River Landscape with a View of Naarden

Provenance

Mary Hooper Warner, Boston, Mass. [born 1879 and died 1972 at the age of 93, according to obituary in the New York Times, October 14, 1972]; by descent to her son Roger Sherman Warner, Jr., Cambridge, Mass., and Washington. D.C, [this information comes from the purchase documents of the Brod Gallery, London, summarized in Nuveen description in curatorial file]. Brod Gallery, London, by 1980 [advertised in the Burlington Magazine, September 1980 as with the Brod Gallery]; sold to Nuveen, Chicago, 1986.

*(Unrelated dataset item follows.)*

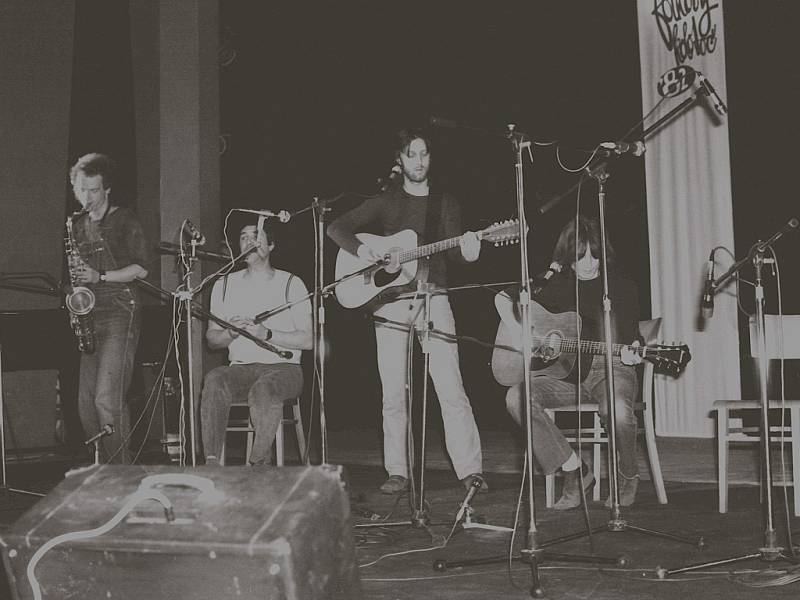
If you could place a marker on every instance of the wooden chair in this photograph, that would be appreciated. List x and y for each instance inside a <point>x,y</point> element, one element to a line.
<point>596,435</point>
<point>239,421</point>
<point>727,410</point>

River Landscape with a View of Naarden

Salomon van Ruysdael

1642

Accession Number

238272

Medium

Oil on panel

Dimensions

59.7 × 85.1 cm (23 1/2 × 33 1/2 in.); Framed: 83.2 × 107.3 × 7 cm (32 3/4 × 42 1/4 × 2 3/4 in.)

Classification

Painting

Museum

The Art Institute of Chicago

Chicago, United States

Credit Line

Gift of Nuveen

Background & Context

Background Story

Salomon van Ruysdaels River Landscape with a View of Naarden from 1642 is an oil on panel painting that exemplifies the Dutch Golden Age masters approach to the river landscape, in which the flat topography of the Netherlands is transformed into a composition of extraordinary atmospheric subtlety and spatial depth. Naarden, a fortified town in the province of North Holland, provided van Ruysdael with a subject that combined the topographic specificity of a recognizable Dutch landscape with the compositional device of a river receding into the distance, creating a visual pathway that leads the viewer from the foreground of the composition to the distant horizon. Van Ruysdael, who was one of the most accomplished landscape painters of the Dutch Golden Age, developed a style in which the tonal values of sky, water, and land are organized into a coherent tonal progression from foreground to background, creating the illusion of atmospheric perspective that gives his river landscapes their characteristic sense of space and light. The boatmen and travelers who populate the river provide a narrative element that connects the landscape to the economic life of the Dutch Republic, in which river transport was the primary means of moving goods and people through a country defined by waterways. The oil on panel medium, with its capacity for fine detail and smooth tonal transitions, allows van Ruysdael to create the atmospheric effects that distinguish his best work, in which the sky and water are rendered with the same tonal subtlety that gives the landscape its sense of space and light.

Cultural Impact

Van Ruysdaels river landscapes are among the most accomplished works in the history of Dutch landscape painting, and their influence on the development of landscape painting extends from his contemporaries through the 18th century to the Barbizon School and the Impressionists. River Landscape with a View of Naarden demonstrates the atmospheric subtlety and tonal organization that make his work significant.

Why It Matters

A 1642 oil on panel painting by van Ruysdael of a river landscape with the fortified town of Naarden in the distance, combining topographic specificity with atmospheric subtlety and tonal organization that creates spatial depth in the flat Dutch landscape tradition.